In its collaboration with corporate HRs, EduBridge is asked to custom-train students as per the corporates’ needs, with a promise to hire a certain number of students. “Through the HR tie-ups with corporates, we have placed over 30,000 candidates till date,” adds Natarajan.
As of now, it has over 300 regular recruiting partners including, Reliance Retail, Shoppers stop, Megamart and Big Bazaar. In the ITES section, it has partnered with Tech Mahindra, Aegis and Hinduja Global Solutions, and for BFSI, some of its partners include Kotak Mahindra Bank, Yes Bank, IDFC Bank, ICICI Lombard and Paytm to name a few.
The route uphill
Singhania started EduBridge with an initial investment of 15 lakh to 20 lakh and has been expanding ever since. In FY17, it clocked revenue of 19 crore and its estimated revenue for FY18 is approximately 38 crore. Currently, 70% of its revenue comes from TeamBridge, and the rest from EmployBridge and SkillsBridge. For TeamBridge alone, the number of students rose from 12,000 students in FY16 to 20,000 in FY17. The company is expecting to train 45,000 students in FY18.

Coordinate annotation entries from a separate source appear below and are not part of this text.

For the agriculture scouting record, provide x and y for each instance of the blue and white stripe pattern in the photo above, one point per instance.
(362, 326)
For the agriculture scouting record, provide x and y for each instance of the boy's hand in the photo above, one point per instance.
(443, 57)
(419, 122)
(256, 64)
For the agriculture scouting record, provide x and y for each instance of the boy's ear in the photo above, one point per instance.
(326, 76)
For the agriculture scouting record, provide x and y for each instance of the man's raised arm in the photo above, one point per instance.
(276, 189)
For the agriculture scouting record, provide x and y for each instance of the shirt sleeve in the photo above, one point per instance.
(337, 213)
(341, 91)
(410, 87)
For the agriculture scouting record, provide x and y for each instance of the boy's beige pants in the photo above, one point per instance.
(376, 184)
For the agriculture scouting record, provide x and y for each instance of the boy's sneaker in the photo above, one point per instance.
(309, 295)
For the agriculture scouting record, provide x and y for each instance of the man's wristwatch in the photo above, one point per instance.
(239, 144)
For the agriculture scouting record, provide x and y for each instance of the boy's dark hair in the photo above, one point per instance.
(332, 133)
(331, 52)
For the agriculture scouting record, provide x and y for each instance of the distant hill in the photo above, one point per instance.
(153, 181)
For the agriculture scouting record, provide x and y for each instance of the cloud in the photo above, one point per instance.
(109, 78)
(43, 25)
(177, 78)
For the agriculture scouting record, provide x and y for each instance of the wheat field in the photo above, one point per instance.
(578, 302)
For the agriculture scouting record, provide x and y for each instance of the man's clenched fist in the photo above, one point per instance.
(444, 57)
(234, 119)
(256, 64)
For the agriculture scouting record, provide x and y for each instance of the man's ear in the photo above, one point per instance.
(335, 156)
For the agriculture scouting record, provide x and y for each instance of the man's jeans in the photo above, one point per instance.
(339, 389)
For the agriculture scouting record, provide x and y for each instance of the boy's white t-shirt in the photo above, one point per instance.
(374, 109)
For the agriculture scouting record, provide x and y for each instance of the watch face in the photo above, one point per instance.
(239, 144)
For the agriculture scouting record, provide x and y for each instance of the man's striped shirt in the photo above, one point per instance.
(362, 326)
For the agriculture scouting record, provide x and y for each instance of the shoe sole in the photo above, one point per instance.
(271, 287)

In 2010, EduBridge raised 2.5 crore in debt from the National Skill Development Corporation and in 2012, it raised about 1.3 crore from Acumen, which was keen in investing in the skill development space. “We scanned the market to evaluate all the skill development players in the space. For us, two things were critical — placement rate and the stickiness of the employees being placed,” explains Karuna Jain, portfolio associate director, Acumen. Last year in February, EduBridge raised 16 crore, where Acumen also participated, with Insitor Impact Fund as the lead investor. “EduBridge sees itself as a lifetime partner for the people it trains, not just as service provider for government or corporates,” Jain adds.
EduBridge is now setting up an exclusive online job portal to ensure a smoother recruitment process. By FY18, EduBridge will have 100 training centres in all, and by FY19, it expects to have 25 new ones. At present, the company has about 400-500 students who graduate from each batch.
The path is still fraught with challenges. Kheria says, “Quality manpower and standardising systems and processes across vastly fluctuating and dispersed set-ups are some of the obstacles we have faced in the past and continue to, even now.” Even so, as Pratap of Capgemini believes that EduBridge’s success rate is far better than the industry average. “This is possible because it has invested on the faculty, training facilities, job-readiness linked curricula and industry interface.”
From a company that Singhania started out of his home, today it has 400 on its rolls. Given the humungous opportunity ahead, EduBridge could well see the number double in the years to come as it gets better in this game of skill.